Here, walls, floors, ceiling and roof merge in a non-humanly controlled generative process; a process that does not produce the formal juxtapositions and architectural fragmentations that characterise the work of Tschumi, or the earlier deconstructive projects of Eisenman himself. W
hat Eisenman creates is a fluid, evolving and blending series of volumes that aesthetically and formally have more in common with notions of smooth space and merging plateaus.43 In these later projects, the fragmentation of Deconstruction and its cinematic analogies found in Soviet Montage are replaced by Deleuzian notions of “immanence”, “nomady” and “deterritorialisation” which, in turn, find visual echoes in a Deleuzian reading of the fluid multi-screen simultaneity of Timecode.

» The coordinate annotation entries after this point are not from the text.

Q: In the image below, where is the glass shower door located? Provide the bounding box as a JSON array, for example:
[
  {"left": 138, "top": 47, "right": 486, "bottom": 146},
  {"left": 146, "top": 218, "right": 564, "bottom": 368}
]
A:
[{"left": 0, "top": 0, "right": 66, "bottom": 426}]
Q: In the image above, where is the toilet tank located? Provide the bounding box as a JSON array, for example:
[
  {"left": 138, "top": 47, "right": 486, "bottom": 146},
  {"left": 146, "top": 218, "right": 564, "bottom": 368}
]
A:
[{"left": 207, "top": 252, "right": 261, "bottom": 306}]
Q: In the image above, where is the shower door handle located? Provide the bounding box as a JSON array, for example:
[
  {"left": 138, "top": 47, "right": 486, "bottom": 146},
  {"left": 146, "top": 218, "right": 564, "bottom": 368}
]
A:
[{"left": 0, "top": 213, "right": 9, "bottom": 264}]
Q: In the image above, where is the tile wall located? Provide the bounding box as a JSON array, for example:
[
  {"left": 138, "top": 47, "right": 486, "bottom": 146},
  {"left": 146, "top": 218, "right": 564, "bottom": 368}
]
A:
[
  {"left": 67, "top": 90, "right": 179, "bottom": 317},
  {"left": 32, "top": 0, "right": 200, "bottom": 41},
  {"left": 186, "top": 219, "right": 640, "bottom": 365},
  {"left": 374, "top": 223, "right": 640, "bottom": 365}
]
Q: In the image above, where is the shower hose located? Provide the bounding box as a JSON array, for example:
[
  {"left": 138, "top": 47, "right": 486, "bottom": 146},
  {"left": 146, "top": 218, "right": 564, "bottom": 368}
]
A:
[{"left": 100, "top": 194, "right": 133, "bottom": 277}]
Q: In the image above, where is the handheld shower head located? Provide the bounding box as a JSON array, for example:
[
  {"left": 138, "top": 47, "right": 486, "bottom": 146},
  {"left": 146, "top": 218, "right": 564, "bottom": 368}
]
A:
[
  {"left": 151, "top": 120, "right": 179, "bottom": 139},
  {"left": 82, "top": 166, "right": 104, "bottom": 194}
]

The same formal properties are evident in the Church for the Year 2000 project in which an analogy with liquid crystals is used to explain its folding form (Fig. 7). Gradually distorting as it emerges out of the ground, rises and moves along the floor, it is an architecture of multiple layers and overlaps said to reflect the “phased distortions of a liquid crystal in its nematic state”.44 Repeated in the BFl Headquarters project, this liquid crystal metaphor is combined with an interest in the mandala to create an algorithm that results in another folding, overlaid and interlapping series of spaces and forms.45
Figure 7: Church of the Year 2000.
The analogies here with Timecode are twofold. First, we see the evolution of a fluid, folding aesthetic and sequences and, second, we have a process in which the author has once again “relinquished” complete control. In Figgis’ case, this occurs in the more open-ended readings he is prepared to countenance, but it is also seen in his generative technique. The employment of four simultaneous camera shots sets up an inherently complicated and multi-faceted filmic algorithm of its own, over which the director can never have complete control.
Consequently, what we see emerging is a new architecture-filmic analogy in which questions of aesthetics, form, and form generation are all reframed in Deleuzian terms.